20. David Sedley (2008) Creationism and its Critics in Antiquity (review). Greek philosopher Epicurus was opposed to creationism and advanced a non-creationist explanation of adaptation. Paley argued against this Epicurean explanation. Darwin argued against Paley and strongly improved the Epicurean argument. Darwin in his historical and philosophical context.
    

Update: I promoted Sean Carroll Endless Forms from #17 to #3 after rereading it. [21 Jan 2026] 

Disclaimer: when a book is not on this list, it certainly doesn't mean it is unimportant! Very probably, it is on the Introduction page of my WDW website. If not, please leave a comment!

Finally, some books have wrong ideas, but nonetheless, or just because of that, stimulated my thinking. Two of them are: 

Periannan Senapathy (1994) Independent Birth of Organisms. A New Theory That Distinct Organisms Arose Independently From The Primordial Pond Showing That Evolutionary Theories Are Fundamentally Incorrect (review). This is a non-creationist argument against evolution and Darwinism. It is the ultimate DNA-centric view of life and the origin of life [1]. This book is wrong in unsuspected ways. Many problems are easy to find.  But, it took me many years to see 'the elephant in the room' and formulate the most decisive argument against this theory. While unraveling the tangle of the facts and his arguments, I gained fundamental insights about the DNA-centric view of life, the origin of life and evolution in general. It showed me the best reasons why we need a theory of evolution!     

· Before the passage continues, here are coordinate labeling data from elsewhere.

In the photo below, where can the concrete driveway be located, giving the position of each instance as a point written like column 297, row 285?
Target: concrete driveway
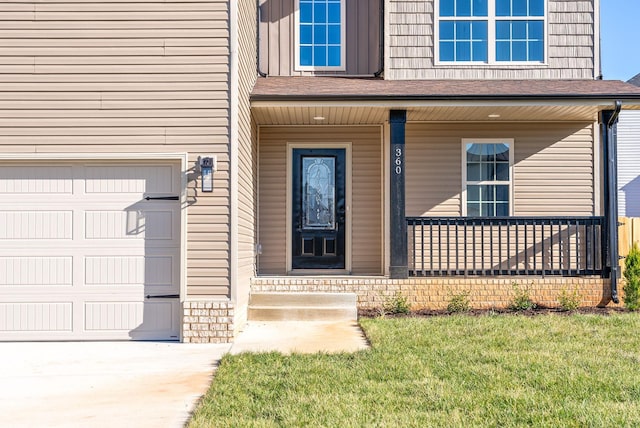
column 103, row 384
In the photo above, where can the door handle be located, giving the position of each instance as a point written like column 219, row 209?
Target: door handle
column 162, row 198
column 163, row 296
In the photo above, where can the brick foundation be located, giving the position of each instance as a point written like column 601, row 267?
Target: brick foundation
column 435, row 293
column 207, row 322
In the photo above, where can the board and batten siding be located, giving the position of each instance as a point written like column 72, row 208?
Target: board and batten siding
column 366, row 199
column 411, row 53
column 553, row 167
column 277, row 38
column 629, row 164
column 126, row 77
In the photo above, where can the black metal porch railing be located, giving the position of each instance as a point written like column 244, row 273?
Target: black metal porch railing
column 494, row 246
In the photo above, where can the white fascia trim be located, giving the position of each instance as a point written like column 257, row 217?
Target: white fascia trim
column 93, row 156
column 604, row 102
column 234, row 91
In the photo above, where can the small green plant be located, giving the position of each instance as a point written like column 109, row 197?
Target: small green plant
column 396, row 304
column 521, row 299
column 569, row 301
column 459, row 302
column 631, row 286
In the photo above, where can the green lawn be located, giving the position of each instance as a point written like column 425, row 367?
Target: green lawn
column 500, row 370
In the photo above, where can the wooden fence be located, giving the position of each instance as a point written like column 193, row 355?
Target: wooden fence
column 628, row 233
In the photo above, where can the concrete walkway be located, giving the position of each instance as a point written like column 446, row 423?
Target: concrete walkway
column 138, row 384
column 300, row 336
column 103, row 384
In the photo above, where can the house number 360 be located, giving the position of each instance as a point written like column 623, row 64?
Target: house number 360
column 398, row 160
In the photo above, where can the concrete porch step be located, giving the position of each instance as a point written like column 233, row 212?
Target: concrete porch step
column 302, row 307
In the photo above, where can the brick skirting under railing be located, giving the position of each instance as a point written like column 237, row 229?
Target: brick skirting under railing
column 208, row 322
column 435, row 293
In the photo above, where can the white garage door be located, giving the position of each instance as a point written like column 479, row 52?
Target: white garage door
column 89, row 251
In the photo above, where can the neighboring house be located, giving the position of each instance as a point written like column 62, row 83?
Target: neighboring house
column 629, row 160
column 423, row 147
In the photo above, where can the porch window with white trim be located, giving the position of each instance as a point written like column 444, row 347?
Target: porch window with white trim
column 488, row 178
column 320, row 35
column 490, row 31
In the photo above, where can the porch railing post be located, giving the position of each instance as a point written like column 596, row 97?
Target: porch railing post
column 398, row 223
column 608, row 120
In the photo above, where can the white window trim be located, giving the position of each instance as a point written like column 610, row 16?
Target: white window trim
column 343, row 42
column 509, row 142
column 491, row 37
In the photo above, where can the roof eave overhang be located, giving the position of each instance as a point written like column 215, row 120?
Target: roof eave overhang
column 416, row 101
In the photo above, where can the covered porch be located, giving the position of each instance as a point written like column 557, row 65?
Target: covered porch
column 409, row 228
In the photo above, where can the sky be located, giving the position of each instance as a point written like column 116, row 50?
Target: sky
column 620, row 35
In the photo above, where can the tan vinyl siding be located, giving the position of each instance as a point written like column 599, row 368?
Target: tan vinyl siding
column 126, row 77
column 553, row 167
column 277, row 38
column 570, row 44
column 247, row 152
column 367, row 196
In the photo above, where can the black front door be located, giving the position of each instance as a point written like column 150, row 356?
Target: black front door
column 318, row 209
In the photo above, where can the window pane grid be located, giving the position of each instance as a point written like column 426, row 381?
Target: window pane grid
column 464, row 37
column 320, row 33
column 488, row 179
column 519, row 40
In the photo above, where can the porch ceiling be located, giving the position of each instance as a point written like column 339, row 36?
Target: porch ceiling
column 344, row 101
column 362, row 115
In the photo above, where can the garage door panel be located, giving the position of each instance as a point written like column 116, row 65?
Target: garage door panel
column 33, row 225
column 135, row 319
column 125, row 179
column 26, row 180
column 36, row 317
column 80, row 249
column 36, row 271
column 132, row 270
column 130, row 224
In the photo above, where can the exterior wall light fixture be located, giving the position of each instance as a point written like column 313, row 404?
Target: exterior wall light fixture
column 207, row 167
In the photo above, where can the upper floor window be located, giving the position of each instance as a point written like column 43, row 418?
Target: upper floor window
column 487, row 177
column 491, row 31
column 320, row 35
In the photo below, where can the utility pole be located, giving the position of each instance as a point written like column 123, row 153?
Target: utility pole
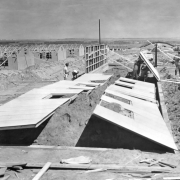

Michael Behe (1996) Darwin's Black Box. (review). Now nearly 30 years old. Michael Behe has been crucified over and over by the scientific community because he believes in 'Intelligent design'. However, ID can safely be rejected without rejecting the idea of irreducible complexity as a potential falsifier of Darwinian gradualness.  'Irreducible Complexity' is still an interesting potential falsifier of the theory of evolution by natural selection. According to Karl Popper, falsifiability is a requirement for a proper scientific theory. 'Irreducible Complexity' highlights the fact the Darwinian gradualness has its challenges, which must be taken seriously. It stimulated research in to seemingly irreducible complex biological systems in fruitful way and increased our understanding of evolution.

Notes

1. "...if we want to create a synthesis, we must understand that evolution is not something that pertains exclusively to biology, but rather to all domains of reality. Nature knows nothing about disciplines." David Obon (2024) Evolution: the invention of creativity: a new unifying vision.
2. Craig Venter made in essence the same mistake as Senapathy. See also: František Baluška, Guenther Witzany (2014) Life is more than a computer running DNA software,  World J Biol Chem. (I think the authors didn't bring up the most important objection).
3. I gave this book a higher position in the list: from position #17 to #3 after rereading it. Try to get the original hardback because the risk of an eBook is that the color plates are omitted or trashed! They are essential! 21 Jan 2026.